Water softeners. Household water conditioning systems remove unwanted substances – like minerals. Reportedly, they save you money by extending the useful life of appliances and plumbing and because you use less soap and detergent. I’ve also heard they contribute to brighter laundry, shiny/bouncy hair, and happy marriages. Bill and I have always needed something else more than a household water conditioning system, so we don’t have one. I suspect some of my neighbors do, based on observations of their dazzling whites and lustrous tresses. But we live where you can wear a hat for all but about six minutes out of the year and not even soft water can keep you from having hat-hair. We’re good.
Testing, testing. Recently, we had to replace our 20-year-old washer. The new one came with a sheaf of coupons for laundry products I’d never heard of. It also included a free hard water test strip, which I couldn’t wait to use. I filled a water-spotted glass, dipped the strip for three seconds, and waited 20 seconds for the color to change. Then I compared it to a control chart to see approximately how soft or hard our water is as measured by milligrams of calcium carbonate to liters (mg/L). That measurement generally translates like this:
- 0 to 60 mg/L is classified as soft
- 61 to 120 mg/L is moderately hard
- 121 to 180 mg/L is hard
- more than 180 mg/L is very hard.
While the test didn’t tell me much I didn’t already know, I bet some former Jeopardy! contestants might have buzzed in if somebody had even given them a free hard water test strip.
Lifelong learning. Even beyond activities of daily living like laundry, dishwashing and bathing, learning how hard water affects things is a lifelong process. My husband kept a 55-gallon freshwater aquarium for years. Fish and aquatic plants are sensitive to General Hardness (GH), Carbonate Hardness (KH – dissolved carbonates and bicarbonates), and pH (hydrogen ions, which indicate how acidic or alkaline the water is). Some things thrive in water with a GH like ours, and some die. His other hobby is home brewing beer. Hardness can change the way enzymes react in the brewing process and impacts a bunch of other things that are lost on me and not terribly important to him. As with the aquarium, he can flush his mistakes into our septic system – but homebrew mistakes are first filtered through his kidneys.

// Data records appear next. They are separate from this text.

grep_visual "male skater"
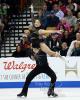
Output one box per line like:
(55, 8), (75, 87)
(17, 33), (61, 97)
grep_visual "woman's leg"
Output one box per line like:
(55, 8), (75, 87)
(45, 67), (57, 97)
(17, 66), (41, 97)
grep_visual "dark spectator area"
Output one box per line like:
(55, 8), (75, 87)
(0, 0), (80, 57)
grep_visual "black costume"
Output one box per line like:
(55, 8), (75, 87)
(17, 33), (57, 97)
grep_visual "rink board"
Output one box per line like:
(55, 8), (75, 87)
(0, 57), (80, 88)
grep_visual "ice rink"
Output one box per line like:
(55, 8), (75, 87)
(0, 88), (80, 100)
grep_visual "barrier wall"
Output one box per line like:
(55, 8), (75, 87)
(0, 57), (80, 88)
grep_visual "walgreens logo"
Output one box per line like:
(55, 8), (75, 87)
(3, 61), (36, 72)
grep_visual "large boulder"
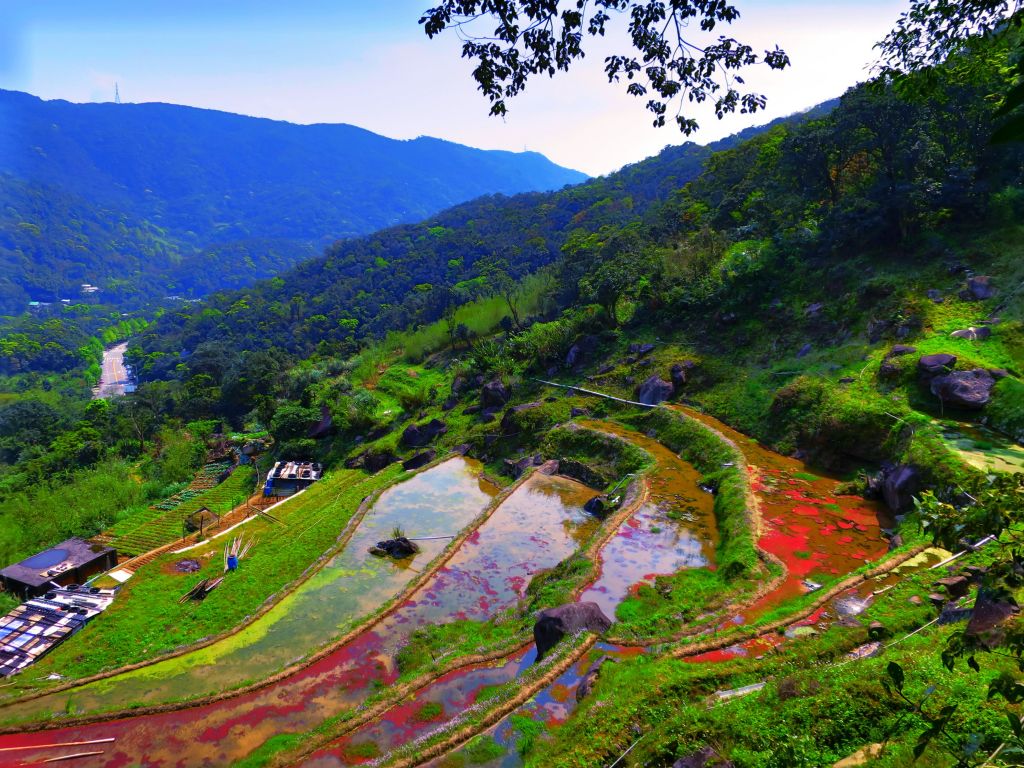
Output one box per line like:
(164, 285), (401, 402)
(401, 419), (447, 447)
(577, 656), (615, 701)
(345, 450), (398, 473)
(933, 575), (971, 599)
(672, 746), (732, 768)
(964, 589), (1020, 648)
(869, 464), (922, 514)
(949, 326), (992, 341)
(565, 334), (598, 368)
(369, 536), (420, 560)
(630, 344), (654, 358)
(505, 454), (544, 477)
(918, 352), (956, 379)
(307, 406), (334, 440)
(480, 379), (509, 410)
(930, 368), (995, 409)
(401, 449), (437, 470)
(879, 344), (918, 379)
(583, 494), (611, 517)
(502, 402), (543, 434)
(637, 374), (673, 406)
(534, 602), (611, 660)
(961, 274), (995, 301)
(669, 360), (697, 394)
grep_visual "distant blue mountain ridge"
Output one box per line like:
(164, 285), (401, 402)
(0, 90), (587, 313)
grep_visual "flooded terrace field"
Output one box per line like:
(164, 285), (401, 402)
(0, 465), (596, 766)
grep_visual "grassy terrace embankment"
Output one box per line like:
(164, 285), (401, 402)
(3, 466), (401, 701)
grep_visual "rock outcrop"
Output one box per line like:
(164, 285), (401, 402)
(630, 344), (654, 358)
(867, 464), (923, 514)
(959, 274), (995, 301)
(879, 344), (918, 379)
(345, 451), (398, 473)
(401, 449), (437, 470)
(401, 419), (447, 447)
(929, 368), (995, 410)
(918, 352), (956, 380)
(669, 360), (697, 394)
(577, 656), (615, 701)
(949, 326), (992, 341)
(637, 374), (673, 406)
(369, 536), (420, 560)
(480, 379), (509, 410)
(502, 402), (543, 434)
(534, 602), (611, 660)
(505, 454), (544, 477)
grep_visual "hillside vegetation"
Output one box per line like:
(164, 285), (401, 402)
(0, 91), (585, 313)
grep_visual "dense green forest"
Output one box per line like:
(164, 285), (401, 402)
(0, 86), (585, 313)
(128, 102), (835, 378)
(0, 22), (1024, 768)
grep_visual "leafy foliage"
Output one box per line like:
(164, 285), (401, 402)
(420, 0), (790, 135)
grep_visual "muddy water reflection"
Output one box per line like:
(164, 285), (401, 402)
(0, 468), (594, 766)
(428, 409), (901, 768)
(580, 422), (718, 618)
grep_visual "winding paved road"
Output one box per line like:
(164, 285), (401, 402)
(94, 341), (132, 397)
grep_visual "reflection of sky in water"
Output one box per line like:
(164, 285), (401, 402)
(0, 457), (497, 724)
(935, 422), (1024, 472)
(580, 499), (709, 618)
(378, 474), (598, 635)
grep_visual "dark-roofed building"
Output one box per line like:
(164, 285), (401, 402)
(0, 539), (118, 599)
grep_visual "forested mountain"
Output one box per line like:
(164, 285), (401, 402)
(0, 91), (586, 312)
(130, 100), (838, 377)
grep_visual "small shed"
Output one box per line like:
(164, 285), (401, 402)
(0, 539), (118, 599)
(263, 462), (324, 496)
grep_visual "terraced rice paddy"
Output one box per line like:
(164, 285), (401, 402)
(100, 465), (256, 557)
(0, 409), (913, 768)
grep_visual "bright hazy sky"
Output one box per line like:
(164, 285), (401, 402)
(0, 0), (907, 174)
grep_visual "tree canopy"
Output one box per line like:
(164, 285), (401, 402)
(420, 0), (790, 135)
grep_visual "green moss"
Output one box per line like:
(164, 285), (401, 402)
(635, 409), (760, 581)
(464, 735), (505, 764)
(233, 733), (305, 768)
(985, 378), (1024, 442)
(542, 425), (653, 487)
(615, 568), (757, 638)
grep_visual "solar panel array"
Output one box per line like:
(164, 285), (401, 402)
(0, 587), (116, 677)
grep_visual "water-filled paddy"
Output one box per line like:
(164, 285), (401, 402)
(0, 466), (593, 766)
(935, 421), (1024, 472)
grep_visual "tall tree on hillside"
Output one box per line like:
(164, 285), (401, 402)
(420, 0), (790, 134)
(476, 256), (522, 330)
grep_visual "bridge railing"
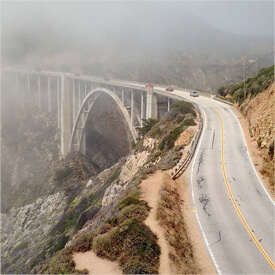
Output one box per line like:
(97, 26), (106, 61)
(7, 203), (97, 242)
(171, 107), (203, 180)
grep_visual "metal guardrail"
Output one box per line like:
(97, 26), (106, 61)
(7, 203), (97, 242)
(171, 107), (203, 180)
(213, 96), (233, 105)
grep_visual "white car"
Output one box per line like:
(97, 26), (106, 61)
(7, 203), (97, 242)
(190, 91), (199, 97)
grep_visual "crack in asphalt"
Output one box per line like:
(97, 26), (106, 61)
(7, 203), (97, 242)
(238, 195), (243, 201)
(212, 130), (215, 150)
(197, 177), (204, 189)
(199, 194), (210, 217)
(256, 188), (262, 196)
(210, 231), (222, 246)
(196, 150), (204, 175)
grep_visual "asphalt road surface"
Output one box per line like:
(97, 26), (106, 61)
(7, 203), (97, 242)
(169, 88), (275, 274)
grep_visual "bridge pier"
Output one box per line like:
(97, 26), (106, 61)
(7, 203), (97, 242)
(140, 91), (145, 127)
(15, 74), (19, 93)
(61, 76), (72, 155)
(48, 77), (52, 112)
(146, 87), (158, 119)
(37, 75), (41, 110)
(27, 74), (30, 90)
(131, 91), (135, 126)
(56, 78), (60, 129)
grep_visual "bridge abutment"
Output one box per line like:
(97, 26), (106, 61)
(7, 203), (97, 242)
(61, 76), (72, 155)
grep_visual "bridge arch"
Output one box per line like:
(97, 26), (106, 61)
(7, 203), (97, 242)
(69, 87), (138, 154)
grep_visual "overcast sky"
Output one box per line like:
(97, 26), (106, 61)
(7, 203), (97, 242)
(1, 1), (274, 36)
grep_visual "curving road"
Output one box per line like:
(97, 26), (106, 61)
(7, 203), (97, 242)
(117, 80), (275, 274)
(5, 72), (275, 274)
(161, 88), (275, 274)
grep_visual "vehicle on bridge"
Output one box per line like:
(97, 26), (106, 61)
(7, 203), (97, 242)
(165, 86), (174, 92)
(190, 91), (199, 97)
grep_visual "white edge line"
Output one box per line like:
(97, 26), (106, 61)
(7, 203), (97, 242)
(191, 107), (222, 275)
(228, 108), (275, 205)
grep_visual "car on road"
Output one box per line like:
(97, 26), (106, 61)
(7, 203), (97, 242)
(165, 86), (174, 92)
(190, 91), (199, 97)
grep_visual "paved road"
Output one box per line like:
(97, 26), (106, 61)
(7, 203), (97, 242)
(5, 72), (275, 274)
(164, 91), (275, 274)
(113, 81), (275, 274)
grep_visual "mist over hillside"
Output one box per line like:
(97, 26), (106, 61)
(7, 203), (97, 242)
(1, 2), (274, 90)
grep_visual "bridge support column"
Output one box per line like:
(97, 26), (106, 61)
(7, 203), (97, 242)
(27, 74), (31, 90)
(37, 75), (41, 110)
(78, 80), (81, 109)
(15, 74), (19, 92)
(61, 76), (72, 155)
(140, 91), (145, 127)
(48, 77), (52, 112)
(131, 91), (134, 126)
(121, 90), (125, 107)
(56, 78), (60, 129)
(73, 80), (76, 123)
(146, 87), (158, 119)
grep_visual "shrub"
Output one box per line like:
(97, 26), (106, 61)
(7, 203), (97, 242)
(93, 228), (122, 261)
(138, 118), (158, 136)
(52, 234), (69, 253)
(117, 204), (149, 224)
(53, 167), (73, 182)
(171, 100), (196, 117)
(70, 232), (95, 252)
(118, 194), (140, 210)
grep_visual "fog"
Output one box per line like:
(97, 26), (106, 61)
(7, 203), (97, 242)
(1, 1), (274, 89)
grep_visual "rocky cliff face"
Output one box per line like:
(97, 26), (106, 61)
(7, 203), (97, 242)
(241, 83), (275, 188)
(1, 85), (196, 274)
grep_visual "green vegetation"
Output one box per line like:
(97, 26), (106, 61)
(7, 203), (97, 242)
(38, 98), (196, 274)
(53, 167), (73, 182)
(217, 65), (274, 105)
(157, 183), (201, 274)
(138, 118), (158, 136)
(93, 218), (160, 274)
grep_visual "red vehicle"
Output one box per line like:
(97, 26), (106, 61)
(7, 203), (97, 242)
(165, 86), (174, 92)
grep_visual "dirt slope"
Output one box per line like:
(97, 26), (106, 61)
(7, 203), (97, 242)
(141, 171), (215, 274)
(234, 83), (275, 197)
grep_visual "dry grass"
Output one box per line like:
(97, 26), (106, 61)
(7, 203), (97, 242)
(157, 182), (201, 274)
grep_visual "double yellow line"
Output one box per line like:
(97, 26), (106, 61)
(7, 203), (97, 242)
(208, 104), (275, 270)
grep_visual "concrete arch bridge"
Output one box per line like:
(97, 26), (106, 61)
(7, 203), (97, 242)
(3, 69), (184, 155)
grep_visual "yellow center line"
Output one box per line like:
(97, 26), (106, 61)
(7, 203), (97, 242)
(207, 103), (275, 270)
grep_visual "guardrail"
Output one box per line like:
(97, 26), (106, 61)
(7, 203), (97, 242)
(213, 96), (233, 105)
(171, 107), (203, 180)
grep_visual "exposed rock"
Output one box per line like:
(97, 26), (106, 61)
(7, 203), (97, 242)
(120, 151), (151, 184)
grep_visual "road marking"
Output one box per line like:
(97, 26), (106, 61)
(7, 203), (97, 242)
(191, 107), (222, 275)
(208, 103), (275, 270)
(229, 108), (275, 206)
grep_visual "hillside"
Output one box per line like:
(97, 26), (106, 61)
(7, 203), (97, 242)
(1, 102), (212, 274)
(218, 65), (275, 193)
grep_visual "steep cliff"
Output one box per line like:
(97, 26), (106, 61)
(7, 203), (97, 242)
(1, 100), (203, 274)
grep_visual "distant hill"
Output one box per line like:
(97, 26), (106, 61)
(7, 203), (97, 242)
(2, 10), (274, 91)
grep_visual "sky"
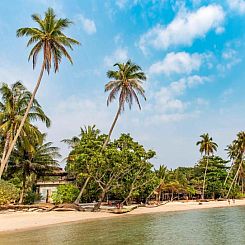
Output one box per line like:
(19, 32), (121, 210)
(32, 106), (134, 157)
(0, 0), (245, 168)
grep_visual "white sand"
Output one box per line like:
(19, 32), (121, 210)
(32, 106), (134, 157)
(0, 200), (245, 233)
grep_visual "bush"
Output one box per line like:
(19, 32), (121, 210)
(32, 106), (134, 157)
(52, 184), (79, 204)
(24, 191), (41, 204)
(0, 180), (19, 205)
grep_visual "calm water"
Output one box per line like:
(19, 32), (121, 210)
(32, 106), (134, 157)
(0, 207), (245, 245)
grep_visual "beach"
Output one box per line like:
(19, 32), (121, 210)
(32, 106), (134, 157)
(0, 200), (245, 233)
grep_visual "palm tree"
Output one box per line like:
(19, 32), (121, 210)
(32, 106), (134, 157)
(0, 82), (50, 179)
(102, 60), (146, 150)
(226, 131), (245, 198)
(196, 134), (218, 199)
(0, 8), (79, 175)
(13, 134), (60, 203)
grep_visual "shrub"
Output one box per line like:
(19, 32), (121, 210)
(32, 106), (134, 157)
(52, 184), (79, 204)
(24, 191), (41, 204)
(0, 180), (19, 205)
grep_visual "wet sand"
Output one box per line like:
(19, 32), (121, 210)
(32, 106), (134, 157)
(0, 200), (245, 233)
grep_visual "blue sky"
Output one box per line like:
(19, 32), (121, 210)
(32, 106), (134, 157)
(0, 0), (245, 168)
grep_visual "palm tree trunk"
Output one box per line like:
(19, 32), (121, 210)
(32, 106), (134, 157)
(0, 132), (10, 178)
(19, 170), (26, 204)
(74, 176), (90, 204)
(202, 157), (209, 199)
(93, 189), (107, 211)
(102, 105), (121, 150)
(0, 61), (45, 179)
(226, 160), (243, 198)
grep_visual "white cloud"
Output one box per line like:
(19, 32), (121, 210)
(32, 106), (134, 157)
(150, 75), (209, 118)
(139, 4), (225, 52)
(217, 45), (242, 72)
(78, 14), (96, 35)
(227, 0), (245, 14)
(104, 48), (128, 67)
(149, 52), (202, 75)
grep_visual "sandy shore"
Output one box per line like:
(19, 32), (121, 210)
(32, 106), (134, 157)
(0, 200), (245, 233)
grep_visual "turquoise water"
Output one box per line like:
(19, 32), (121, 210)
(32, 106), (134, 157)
(0, 207), (245, 245)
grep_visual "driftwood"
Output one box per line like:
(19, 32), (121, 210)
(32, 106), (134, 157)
(0, 204), (85, 212)
(110, 206), (138, 214)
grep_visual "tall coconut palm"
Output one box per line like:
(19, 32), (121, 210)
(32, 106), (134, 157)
(226, 131), (245, 198)
(0, 82), (50, 178)
(196, 133), (218, 199)
(0, 8), (79, 176)
(13, 134), (60, 203)
(102, 60), (146, 149)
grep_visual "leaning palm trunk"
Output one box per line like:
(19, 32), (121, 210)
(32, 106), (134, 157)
(0, 60), (45, 179)
(74, 176), (90, 204)
(226, 160), (243, 198)
(202, 157), (209, 199)
(224, 154), (239, 185)
(0, 132), (10, 175)
(224, 162), (234, 185)
(102, 105), (121, 150)
(19, 170), (26, 204)
(93, 189), (107, 211)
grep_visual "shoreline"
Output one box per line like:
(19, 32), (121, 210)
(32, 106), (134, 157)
(0, 199), (245, 235)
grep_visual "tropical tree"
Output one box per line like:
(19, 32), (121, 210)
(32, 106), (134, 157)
(2, 8), (79, 176)
(63, 125), (104, 204)
(226, 131), (245, 198)
(0, 82), (50, 178)
(13, 134), (60, 203)
(196, 133), (218, 199)
(103, 60), (146, 150)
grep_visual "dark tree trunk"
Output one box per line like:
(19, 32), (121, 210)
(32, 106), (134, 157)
(93, 189), (107, 211)
(0, 61), (45, 179)
(102, 105), (121, 150)
(19, 171), (26, 204)
(74, 177), (90, 204)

Strong bones and teeth. To be honest, I’ll take my mineral-infused beverages without the extra effort of fermentation or the addition of hops. Plain old hard water straight from the tap is what I prefer. And according to the World Health Organization (WHO), the addition of calcium and magnesium could be beneficial to health. What doesn’t kill us makes us stronger, right? It certainly seems to be true for my teeth, and I’m hoping also for my bones. I don’t care to test the hypothesis by falling on hard water converted to a solid state. But if or when I slip on the ice, I’ll let you know what I learn.
Donna Kallner writes from the white zone of rural northern Wisconsin, where a builder once advised her against glass shower doors and in favor of a shower curtain. When scummy with hard water and soap residue and company is coming, you can easily replace a curtain.